August 7, 2016

NOTHING COSTS MORE THAN IT USED TO:

Unilever's Big Strategic Bet on the Dollar Shave Club (Bhaskar Chakravorti, JULY 28, 2016, Harvard Business Review)

Absorbing a disruptor. Dollar Shave Club is an interesting illustration of the theory of a disruptor breaking into a highly profitable and over-served industry from the low-end; it's not unusual for incumbents to seek to absorb these rivals when they're still relatively small.

Thanks to the momentum Dollar Shave Club created, the online market for razorblades has grown from essentially zero to $263 million, according to estimates from Slice Intelligence, a market research firm. While disruption has become an over-hyped and misunderstood idea, particularly in the tech industry, it is still relatively novel in consumer goods whose products may be "fast moving," but with far more slowly evolving business models.

Despite all this, it is hard to rationalize paying such a high premium for a small player, no matter how disruptive, with a low margin business model, focused on a zero-sum game of taking business away from an incumbent. This would be particularly at odds in a time when Unilever's corporate strategy is focused on re-balancing in favor of higher margin categories and brands, with growth potential. At the very minimum, the company would be sending a confusing signal to its shareholders.

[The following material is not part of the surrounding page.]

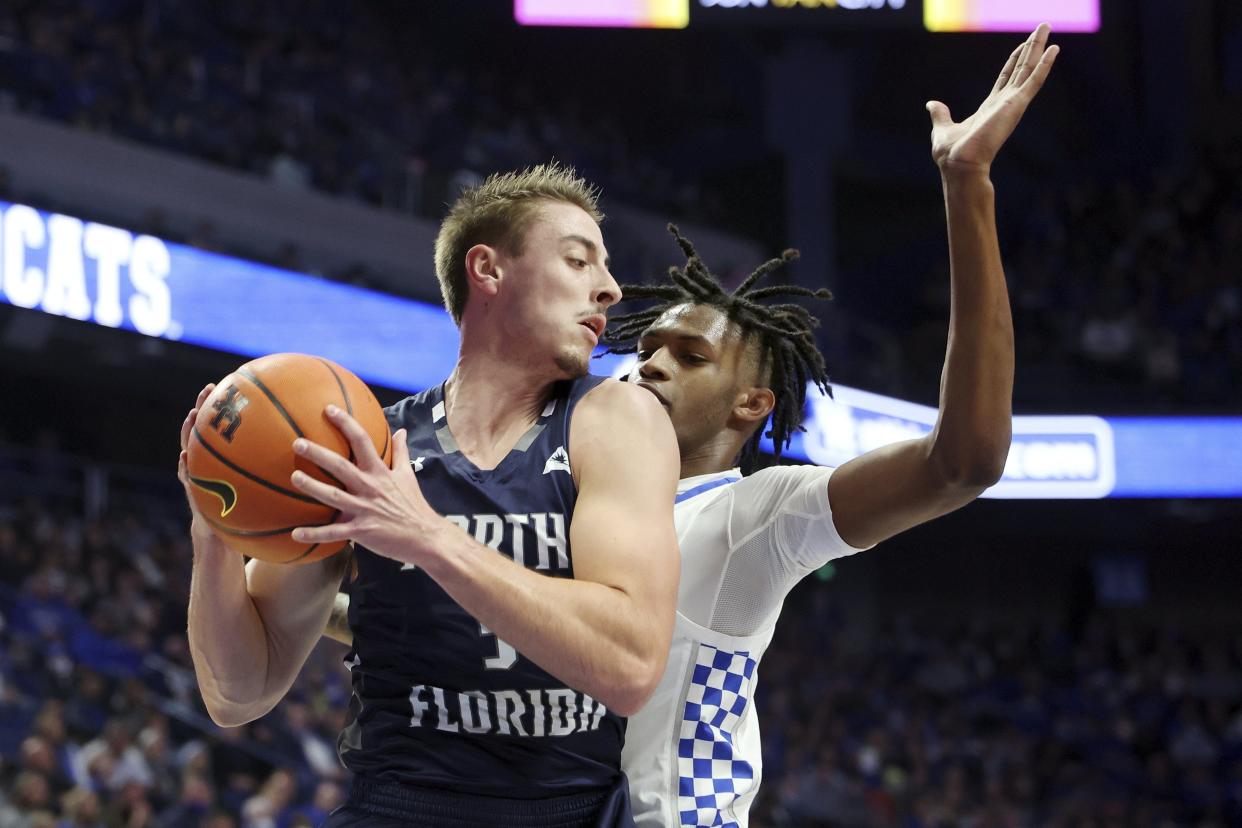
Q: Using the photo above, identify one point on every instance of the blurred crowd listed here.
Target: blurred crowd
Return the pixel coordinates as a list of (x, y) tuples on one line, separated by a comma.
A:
[(990, 724), (1124, 289), (1124, 292), (345, 98), (101, 723), (1001, 725)]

A fundamental shift in the industry.  A third rationale that builds on the first two, to my mind, is the most compelling one. As I mentioned earlier, a deal such as this - involving an acquisition of a disruptive rival for a five-times revenue multiple -- would feel at home in Silicon Valley. The best explanation for it is that it is, indeed, a "Silicon Valley" play. Unilever's move is a signal of more fundamental changes in the consumer products industry.

Dollar Shave Club has shown that the shaving market can still be transformed - thanks to an online subscription model, a memorable brand, and a strong consumer experience. For more evidence of this, consider that Gillette, still the No. 1 razor brand, saw its market share fall from 71% in 2010 to 59% in 2015. (And for the record, P&G-owned Gillette sued Dollar Shave Club late last year for patent infringement. Dollar Shave Club filed a countersuit in February.)

One of the ways in which P&G managed to slow Dollar Shave Club's encroachment was by responding with its own subscription entry, the Gillette Shave Club. In fact, P&G has extended the idea into new categories, the Tide Wash Club, offering pod refills for a subscription fee. Other competitors, such as Harry's, have also jumped on the bandwagon with its own "shave plans".

In the meantime, the biggest player on the online retail block, Amazon, is growing as a serious competitor to consumer products companies, with its push into private-label goods - diapers, detergents and grocery items -- combined with its "subscribe and save" option for these sorts of staples that require regular replenishment.

The accumulation of these transitions suggests that the classic consumer-products business model is about to be busted across the board, with both retailers and their suppliers gearing up to encroach on each others' traditional positions along the value chain using a digital connection with the consumer.

Shaving is a mug's game in the first place.